The subprime-mortgage disaster, however, showed that Americans could stand a bit less encouragement to take on six-figure debts for real estate. These days, it's hard to defend writing off the interest on a $1 million mortgage (which is probably not held by a struggling middle-class family) or getting a break on buying a new vacation house.

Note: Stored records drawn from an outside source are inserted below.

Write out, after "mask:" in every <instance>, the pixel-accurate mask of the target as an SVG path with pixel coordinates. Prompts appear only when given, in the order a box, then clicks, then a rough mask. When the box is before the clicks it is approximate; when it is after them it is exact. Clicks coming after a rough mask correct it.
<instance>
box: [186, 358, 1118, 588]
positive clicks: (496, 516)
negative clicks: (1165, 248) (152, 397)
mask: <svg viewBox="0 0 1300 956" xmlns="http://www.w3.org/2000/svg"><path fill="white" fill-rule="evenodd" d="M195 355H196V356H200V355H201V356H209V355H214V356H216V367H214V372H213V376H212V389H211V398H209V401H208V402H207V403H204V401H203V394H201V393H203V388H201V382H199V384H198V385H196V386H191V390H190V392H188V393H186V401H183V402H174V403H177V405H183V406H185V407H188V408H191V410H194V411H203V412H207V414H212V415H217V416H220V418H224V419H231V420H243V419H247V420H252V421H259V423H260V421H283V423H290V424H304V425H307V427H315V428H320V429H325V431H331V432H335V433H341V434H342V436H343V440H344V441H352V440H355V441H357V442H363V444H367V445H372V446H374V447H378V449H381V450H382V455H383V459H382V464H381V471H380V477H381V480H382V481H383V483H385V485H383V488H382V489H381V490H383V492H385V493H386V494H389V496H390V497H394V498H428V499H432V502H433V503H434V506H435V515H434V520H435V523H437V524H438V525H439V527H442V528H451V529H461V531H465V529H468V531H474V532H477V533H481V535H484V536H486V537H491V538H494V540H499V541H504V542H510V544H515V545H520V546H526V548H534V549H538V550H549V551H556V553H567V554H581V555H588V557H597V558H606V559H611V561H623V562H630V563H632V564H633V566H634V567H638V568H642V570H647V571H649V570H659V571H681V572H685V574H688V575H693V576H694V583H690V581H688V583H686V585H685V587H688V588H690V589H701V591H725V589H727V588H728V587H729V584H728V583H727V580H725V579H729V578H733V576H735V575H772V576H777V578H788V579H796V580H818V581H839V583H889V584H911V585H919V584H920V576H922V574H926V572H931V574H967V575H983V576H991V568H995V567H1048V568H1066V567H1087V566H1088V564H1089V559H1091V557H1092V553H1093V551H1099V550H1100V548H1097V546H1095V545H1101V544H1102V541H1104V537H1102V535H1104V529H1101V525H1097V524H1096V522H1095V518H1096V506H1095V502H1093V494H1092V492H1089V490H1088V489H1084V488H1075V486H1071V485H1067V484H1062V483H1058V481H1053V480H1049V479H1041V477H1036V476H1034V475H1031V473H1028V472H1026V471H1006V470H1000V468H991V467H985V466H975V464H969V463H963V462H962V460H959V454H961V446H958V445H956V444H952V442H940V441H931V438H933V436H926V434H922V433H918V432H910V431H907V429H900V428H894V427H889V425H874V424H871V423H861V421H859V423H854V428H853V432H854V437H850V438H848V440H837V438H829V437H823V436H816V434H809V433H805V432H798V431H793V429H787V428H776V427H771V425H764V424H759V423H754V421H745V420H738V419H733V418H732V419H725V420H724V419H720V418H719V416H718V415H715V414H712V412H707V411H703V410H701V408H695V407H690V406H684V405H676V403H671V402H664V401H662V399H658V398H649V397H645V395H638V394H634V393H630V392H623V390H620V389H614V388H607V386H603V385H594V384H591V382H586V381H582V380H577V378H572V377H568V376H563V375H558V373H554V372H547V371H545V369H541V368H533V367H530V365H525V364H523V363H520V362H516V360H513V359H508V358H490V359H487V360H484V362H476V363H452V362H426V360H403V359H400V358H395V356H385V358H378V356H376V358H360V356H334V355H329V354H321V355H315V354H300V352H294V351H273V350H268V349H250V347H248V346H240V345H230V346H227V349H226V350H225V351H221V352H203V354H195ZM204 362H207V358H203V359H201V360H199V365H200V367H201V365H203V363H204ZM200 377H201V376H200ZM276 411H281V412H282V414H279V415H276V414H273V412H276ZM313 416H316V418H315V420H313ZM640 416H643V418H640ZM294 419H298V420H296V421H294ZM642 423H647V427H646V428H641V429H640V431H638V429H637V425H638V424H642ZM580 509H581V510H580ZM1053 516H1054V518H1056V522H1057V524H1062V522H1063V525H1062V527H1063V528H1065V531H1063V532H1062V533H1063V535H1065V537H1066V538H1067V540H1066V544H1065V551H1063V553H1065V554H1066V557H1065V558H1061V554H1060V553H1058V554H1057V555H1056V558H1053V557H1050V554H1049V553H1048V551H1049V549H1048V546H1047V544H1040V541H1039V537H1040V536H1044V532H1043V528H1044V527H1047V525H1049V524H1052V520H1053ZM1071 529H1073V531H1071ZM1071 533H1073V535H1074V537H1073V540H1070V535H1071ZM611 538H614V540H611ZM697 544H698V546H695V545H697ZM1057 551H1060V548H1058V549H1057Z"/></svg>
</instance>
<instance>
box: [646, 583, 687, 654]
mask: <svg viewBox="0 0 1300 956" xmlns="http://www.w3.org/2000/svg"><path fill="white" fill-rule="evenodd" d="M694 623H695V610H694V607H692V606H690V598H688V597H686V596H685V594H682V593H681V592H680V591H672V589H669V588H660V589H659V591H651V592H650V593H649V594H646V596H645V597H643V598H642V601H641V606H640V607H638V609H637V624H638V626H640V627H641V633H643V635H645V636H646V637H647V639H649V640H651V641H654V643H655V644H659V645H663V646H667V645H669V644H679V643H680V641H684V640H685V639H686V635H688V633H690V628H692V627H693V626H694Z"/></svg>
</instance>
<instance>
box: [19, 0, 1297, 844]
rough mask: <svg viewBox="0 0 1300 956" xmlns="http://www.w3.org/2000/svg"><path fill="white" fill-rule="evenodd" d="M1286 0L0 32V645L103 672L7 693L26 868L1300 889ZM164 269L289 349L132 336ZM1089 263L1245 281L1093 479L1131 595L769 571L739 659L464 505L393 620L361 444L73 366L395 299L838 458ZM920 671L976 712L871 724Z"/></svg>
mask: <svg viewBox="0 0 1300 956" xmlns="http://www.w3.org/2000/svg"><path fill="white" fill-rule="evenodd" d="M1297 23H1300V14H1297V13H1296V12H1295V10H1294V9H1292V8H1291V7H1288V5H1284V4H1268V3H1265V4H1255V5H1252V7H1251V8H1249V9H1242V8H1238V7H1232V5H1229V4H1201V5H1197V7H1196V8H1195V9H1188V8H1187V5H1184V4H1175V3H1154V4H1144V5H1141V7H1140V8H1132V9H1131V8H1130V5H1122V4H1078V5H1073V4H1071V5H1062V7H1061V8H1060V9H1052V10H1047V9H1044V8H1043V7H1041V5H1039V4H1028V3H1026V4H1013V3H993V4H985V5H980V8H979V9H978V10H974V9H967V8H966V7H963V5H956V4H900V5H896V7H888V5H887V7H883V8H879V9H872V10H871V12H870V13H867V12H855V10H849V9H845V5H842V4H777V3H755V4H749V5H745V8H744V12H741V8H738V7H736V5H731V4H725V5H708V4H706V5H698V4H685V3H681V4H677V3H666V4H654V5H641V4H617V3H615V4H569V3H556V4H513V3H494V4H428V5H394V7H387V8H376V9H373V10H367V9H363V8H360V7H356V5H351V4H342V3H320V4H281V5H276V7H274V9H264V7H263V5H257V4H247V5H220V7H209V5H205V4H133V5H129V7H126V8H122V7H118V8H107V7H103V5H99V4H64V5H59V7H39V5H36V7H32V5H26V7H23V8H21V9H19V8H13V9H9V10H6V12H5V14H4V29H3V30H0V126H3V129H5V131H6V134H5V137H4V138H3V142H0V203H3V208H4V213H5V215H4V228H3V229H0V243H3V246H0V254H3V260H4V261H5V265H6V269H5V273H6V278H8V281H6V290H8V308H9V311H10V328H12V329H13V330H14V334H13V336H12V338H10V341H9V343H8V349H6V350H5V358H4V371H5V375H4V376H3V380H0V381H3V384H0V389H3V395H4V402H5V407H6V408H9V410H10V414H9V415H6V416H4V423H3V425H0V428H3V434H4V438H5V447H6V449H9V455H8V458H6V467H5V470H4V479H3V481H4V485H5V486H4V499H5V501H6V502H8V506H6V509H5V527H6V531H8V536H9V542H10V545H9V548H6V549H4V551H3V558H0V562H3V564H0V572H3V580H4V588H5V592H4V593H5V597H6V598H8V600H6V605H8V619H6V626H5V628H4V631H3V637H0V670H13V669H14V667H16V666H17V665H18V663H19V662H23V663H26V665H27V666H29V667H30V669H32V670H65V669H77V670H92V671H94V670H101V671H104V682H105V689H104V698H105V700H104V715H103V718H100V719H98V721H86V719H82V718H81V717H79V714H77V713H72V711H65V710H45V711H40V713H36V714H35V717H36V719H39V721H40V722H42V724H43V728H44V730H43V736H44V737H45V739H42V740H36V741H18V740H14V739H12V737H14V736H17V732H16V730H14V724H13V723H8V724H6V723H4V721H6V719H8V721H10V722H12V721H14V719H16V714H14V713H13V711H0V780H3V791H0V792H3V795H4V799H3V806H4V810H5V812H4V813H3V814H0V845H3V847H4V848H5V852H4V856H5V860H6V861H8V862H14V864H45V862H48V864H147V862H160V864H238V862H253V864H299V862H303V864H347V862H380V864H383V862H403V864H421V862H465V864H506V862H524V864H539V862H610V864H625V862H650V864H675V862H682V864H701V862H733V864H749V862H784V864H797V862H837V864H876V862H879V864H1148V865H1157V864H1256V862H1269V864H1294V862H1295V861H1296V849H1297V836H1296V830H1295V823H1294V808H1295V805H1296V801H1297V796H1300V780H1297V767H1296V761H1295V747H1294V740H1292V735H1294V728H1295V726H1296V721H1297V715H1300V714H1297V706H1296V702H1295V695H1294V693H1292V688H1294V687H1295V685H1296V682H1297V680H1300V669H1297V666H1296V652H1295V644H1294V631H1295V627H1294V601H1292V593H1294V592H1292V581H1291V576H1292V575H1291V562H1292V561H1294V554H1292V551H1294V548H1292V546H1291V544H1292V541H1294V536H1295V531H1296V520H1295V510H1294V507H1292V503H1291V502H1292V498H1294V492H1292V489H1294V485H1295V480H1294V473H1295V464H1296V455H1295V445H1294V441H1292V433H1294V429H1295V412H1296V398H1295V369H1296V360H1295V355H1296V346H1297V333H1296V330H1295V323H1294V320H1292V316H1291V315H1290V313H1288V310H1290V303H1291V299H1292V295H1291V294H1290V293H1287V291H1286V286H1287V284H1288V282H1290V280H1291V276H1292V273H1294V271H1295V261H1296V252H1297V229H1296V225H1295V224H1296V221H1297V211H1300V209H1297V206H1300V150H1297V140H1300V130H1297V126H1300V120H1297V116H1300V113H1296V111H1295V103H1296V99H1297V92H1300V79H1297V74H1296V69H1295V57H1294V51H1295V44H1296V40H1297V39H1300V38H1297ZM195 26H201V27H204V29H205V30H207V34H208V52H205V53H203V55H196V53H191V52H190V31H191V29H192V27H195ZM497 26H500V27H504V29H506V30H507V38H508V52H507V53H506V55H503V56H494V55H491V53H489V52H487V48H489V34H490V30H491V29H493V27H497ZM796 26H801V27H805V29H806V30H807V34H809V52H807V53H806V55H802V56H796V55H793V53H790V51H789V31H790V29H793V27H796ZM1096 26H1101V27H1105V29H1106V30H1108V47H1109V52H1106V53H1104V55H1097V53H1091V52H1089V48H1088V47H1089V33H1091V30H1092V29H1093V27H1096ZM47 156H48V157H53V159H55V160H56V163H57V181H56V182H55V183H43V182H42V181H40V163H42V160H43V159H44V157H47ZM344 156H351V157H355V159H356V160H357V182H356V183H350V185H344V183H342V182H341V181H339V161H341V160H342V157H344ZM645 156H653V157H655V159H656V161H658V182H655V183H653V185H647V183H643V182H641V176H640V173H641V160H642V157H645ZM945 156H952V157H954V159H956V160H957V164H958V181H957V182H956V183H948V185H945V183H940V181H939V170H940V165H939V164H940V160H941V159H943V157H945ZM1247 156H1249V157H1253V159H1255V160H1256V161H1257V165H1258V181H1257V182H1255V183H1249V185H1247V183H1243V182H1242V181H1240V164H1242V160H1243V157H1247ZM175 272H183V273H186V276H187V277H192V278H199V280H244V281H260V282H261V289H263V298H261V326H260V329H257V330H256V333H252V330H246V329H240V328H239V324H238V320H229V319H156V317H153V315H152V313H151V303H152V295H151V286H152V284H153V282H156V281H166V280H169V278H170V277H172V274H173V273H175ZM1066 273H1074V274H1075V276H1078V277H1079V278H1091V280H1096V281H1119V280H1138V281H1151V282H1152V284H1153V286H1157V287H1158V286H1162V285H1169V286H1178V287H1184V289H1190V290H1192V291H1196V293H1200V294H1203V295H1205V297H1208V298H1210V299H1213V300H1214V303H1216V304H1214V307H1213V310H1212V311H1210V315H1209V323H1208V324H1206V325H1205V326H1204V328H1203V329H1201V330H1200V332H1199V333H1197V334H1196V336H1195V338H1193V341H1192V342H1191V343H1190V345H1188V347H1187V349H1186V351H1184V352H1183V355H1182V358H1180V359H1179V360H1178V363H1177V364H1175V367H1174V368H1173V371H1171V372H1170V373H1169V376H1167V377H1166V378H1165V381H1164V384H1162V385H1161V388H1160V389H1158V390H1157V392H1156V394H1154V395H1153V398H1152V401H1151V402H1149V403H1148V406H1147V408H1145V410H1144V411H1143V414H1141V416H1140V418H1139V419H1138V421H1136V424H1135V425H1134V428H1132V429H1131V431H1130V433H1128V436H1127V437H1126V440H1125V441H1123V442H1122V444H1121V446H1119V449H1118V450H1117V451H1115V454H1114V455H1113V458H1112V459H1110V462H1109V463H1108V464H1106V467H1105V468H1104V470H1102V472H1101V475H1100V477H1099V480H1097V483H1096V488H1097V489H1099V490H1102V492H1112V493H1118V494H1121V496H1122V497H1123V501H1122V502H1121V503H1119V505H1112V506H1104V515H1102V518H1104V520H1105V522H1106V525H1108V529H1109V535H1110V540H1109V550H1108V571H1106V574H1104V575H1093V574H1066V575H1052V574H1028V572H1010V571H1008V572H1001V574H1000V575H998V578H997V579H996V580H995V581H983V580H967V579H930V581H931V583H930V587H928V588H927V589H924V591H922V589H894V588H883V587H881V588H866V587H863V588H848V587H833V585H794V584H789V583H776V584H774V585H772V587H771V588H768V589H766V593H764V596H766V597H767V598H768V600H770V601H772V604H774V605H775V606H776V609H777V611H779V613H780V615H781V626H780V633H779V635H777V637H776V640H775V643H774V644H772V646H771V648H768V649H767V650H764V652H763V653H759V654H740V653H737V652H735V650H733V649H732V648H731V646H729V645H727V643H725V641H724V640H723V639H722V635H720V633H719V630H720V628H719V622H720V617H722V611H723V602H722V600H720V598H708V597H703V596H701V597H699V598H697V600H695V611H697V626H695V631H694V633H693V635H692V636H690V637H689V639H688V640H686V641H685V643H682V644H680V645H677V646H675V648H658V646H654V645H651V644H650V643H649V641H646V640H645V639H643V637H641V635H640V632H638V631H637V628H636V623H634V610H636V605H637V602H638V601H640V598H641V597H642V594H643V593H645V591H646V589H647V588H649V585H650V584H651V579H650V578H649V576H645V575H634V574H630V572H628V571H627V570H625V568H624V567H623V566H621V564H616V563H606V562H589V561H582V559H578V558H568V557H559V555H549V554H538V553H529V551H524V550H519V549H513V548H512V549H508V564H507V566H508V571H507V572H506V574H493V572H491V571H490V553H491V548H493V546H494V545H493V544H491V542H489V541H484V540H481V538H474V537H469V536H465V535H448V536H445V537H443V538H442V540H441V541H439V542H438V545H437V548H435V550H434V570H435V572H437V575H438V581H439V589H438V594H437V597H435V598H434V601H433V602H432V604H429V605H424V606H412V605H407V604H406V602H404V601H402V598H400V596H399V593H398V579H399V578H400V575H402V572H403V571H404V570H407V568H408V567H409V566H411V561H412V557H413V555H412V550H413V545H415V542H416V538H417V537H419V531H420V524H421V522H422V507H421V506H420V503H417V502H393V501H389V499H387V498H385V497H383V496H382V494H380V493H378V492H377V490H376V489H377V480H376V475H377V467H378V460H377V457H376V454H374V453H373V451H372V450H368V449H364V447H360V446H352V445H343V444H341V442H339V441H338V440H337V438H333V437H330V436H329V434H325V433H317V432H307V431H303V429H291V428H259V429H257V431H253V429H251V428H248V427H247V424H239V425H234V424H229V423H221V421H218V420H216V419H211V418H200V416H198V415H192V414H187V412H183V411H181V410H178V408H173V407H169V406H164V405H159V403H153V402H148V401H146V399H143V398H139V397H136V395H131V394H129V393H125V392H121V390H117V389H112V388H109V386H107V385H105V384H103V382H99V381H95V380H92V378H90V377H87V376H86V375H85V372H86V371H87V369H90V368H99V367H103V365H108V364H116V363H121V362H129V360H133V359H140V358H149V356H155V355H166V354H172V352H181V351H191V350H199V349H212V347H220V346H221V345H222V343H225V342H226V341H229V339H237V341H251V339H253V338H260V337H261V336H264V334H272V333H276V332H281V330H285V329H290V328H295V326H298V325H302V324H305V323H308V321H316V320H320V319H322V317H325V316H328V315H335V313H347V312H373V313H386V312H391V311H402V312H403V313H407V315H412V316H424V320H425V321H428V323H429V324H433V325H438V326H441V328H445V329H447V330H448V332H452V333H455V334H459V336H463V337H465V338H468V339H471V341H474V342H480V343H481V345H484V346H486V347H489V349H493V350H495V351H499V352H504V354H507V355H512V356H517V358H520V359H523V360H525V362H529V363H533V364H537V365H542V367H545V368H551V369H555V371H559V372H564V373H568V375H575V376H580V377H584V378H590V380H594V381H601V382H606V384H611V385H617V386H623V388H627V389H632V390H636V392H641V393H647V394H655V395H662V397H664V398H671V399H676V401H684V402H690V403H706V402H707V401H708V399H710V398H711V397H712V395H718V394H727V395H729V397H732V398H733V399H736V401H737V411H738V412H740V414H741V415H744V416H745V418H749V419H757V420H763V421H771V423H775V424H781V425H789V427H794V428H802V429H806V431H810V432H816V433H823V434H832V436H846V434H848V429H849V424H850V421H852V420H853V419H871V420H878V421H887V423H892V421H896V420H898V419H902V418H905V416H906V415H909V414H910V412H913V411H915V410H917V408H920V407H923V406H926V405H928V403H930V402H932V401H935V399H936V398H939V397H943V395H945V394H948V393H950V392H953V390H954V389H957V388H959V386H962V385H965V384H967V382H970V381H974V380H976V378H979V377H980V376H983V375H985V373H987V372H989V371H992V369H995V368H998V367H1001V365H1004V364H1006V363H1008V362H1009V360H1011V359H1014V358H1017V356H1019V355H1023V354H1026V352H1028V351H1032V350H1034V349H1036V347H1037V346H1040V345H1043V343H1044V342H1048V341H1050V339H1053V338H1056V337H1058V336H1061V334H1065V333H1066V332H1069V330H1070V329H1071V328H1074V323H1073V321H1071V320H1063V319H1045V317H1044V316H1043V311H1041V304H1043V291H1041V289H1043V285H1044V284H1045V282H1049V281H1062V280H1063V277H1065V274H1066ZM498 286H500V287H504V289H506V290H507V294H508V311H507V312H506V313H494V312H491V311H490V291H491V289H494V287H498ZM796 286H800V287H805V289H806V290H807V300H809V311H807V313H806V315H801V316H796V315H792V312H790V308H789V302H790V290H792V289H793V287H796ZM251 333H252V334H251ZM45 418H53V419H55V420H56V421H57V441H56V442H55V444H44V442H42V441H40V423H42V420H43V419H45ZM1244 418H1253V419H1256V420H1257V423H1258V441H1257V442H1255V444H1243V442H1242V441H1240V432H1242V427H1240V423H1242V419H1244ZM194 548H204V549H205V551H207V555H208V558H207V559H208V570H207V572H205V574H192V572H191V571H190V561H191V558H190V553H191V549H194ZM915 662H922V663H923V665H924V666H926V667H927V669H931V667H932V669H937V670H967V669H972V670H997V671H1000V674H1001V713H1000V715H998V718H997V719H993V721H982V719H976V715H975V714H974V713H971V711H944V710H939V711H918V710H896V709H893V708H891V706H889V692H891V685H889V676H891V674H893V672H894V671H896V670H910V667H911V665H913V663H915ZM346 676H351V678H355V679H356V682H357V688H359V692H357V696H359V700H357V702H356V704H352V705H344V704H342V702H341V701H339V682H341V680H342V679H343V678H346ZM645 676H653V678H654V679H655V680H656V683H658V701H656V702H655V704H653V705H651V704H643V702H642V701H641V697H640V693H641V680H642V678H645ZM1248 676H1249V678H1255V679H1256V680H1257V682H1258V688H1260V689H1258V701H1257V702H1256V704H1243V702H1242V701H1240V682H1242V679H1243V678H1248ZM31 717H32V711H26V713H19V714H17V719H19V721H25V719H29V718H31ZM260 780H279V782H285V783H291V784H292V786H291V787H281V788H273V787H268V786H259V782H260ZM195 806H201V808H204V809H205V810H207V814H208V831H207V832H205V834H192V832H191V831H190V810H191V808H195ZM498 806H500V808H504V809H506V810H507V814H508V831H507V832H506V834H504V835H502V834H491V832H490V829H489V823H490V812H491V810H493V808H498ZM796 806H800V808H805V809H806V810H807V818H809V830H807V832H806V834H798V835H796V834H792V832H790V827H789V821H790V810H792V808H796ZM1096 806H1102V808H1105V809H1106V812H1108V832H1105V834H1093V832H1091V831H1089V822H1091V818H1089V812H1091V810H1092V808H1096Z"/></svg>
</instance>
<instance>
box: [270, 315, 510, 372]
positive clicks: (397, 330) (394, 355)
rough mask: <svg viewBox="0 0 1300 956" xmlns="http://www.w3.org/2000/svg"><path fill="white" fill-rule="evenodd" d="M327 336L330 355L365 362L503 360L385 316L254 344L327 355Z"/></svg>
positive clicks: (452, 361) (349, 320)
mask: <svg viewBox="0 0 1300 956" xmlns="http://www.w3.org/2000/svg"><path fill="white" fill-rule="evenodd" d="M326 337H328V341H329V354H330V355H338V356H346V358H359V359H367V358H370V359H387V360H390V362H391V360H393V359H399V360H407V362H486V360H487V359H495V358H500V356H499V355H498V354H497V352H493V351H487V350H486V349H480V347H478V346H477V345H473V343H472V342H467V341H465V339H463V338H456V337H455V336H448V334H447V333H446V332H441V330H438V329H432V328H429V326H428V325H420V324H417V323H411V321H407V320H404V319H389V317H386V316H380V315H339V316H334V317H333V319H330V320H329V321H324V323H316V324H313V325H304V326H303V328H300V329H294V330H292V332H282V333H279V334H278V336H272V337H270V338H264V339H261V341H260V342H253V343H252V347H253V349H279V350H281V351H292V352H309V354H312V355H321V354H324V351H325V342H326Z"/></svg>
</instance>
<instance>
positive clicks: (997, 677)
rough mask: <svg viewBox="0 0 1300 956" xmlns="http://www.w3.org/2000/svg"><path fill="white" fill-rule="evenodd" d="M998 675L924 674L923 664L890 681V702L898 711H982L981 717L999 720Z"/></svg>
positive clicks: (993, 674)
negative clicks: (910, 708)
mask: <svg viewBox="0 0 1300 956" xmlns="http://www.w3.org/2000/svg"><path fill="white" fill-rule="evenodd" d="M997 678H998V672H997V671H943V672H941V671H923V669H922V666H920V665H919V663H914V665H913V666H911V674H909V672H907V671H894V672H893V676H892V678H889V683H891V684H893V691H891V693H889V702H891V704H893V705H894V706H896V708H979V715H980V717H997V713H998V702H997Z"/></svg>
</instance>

Bowles and Simpson have proposed capping the deduction at $500,000 and disallowing it for that beach house. Yet even such a modest change phased in over time to protect housing prices would provoke a hurricane of opposition. Some would come from the public: nearly 80% of respondents supported the deduction in a recent poll sponsored by the homebuilding industry. Then there's the power of the National Association of Realtors (NAR), which spent more than $20 million lobbying Congress last year and pumped $11 million into the 2010 elections. Mere talk of changing the interest deduction has the NAR springing into action, warning of a 15% drop in home prices (unlikely for a phased-in plan) and claiming that a home-sales "chilling effect" is already under way. In a letter to Simpson and Bowles, the NAR rhapsodized, "The cottage with a picket fence is an iconic part of our heritage. Do not take that imagery or that passion lightly."
Nobody does. Which is why the only realistic way to prevent a mass revolt over scaling back the deduction would be to incorporate it into a sweeping revamp of the tax code. "What needs to be done is fundamental tax reform," says Curtis Dubay, a tax expert at the conservative Heritage Foundation. That's one idea Bowles and Simpson offer: wiping out all special tax preferences and, in return, lowering personal income-tax rates to as low as 8%.
Ripping up those 17,000 pages of tax code may sound ridiculously ambitious. But it's actually been done before. In 1986 Congress hammered out a sweeping tax reform that closed $300 billion in loopholes and lowered rates across the board. Under such a reform, "the market will allocate resources and not the special interests that influence the political process," says former New Jersey Senator Bill Bradley, who led the 1986 tax overhaul. "It's not easy but still possible."
Yes, it is. Washington may seem sclerotic now, but so did it in the spring of 1986.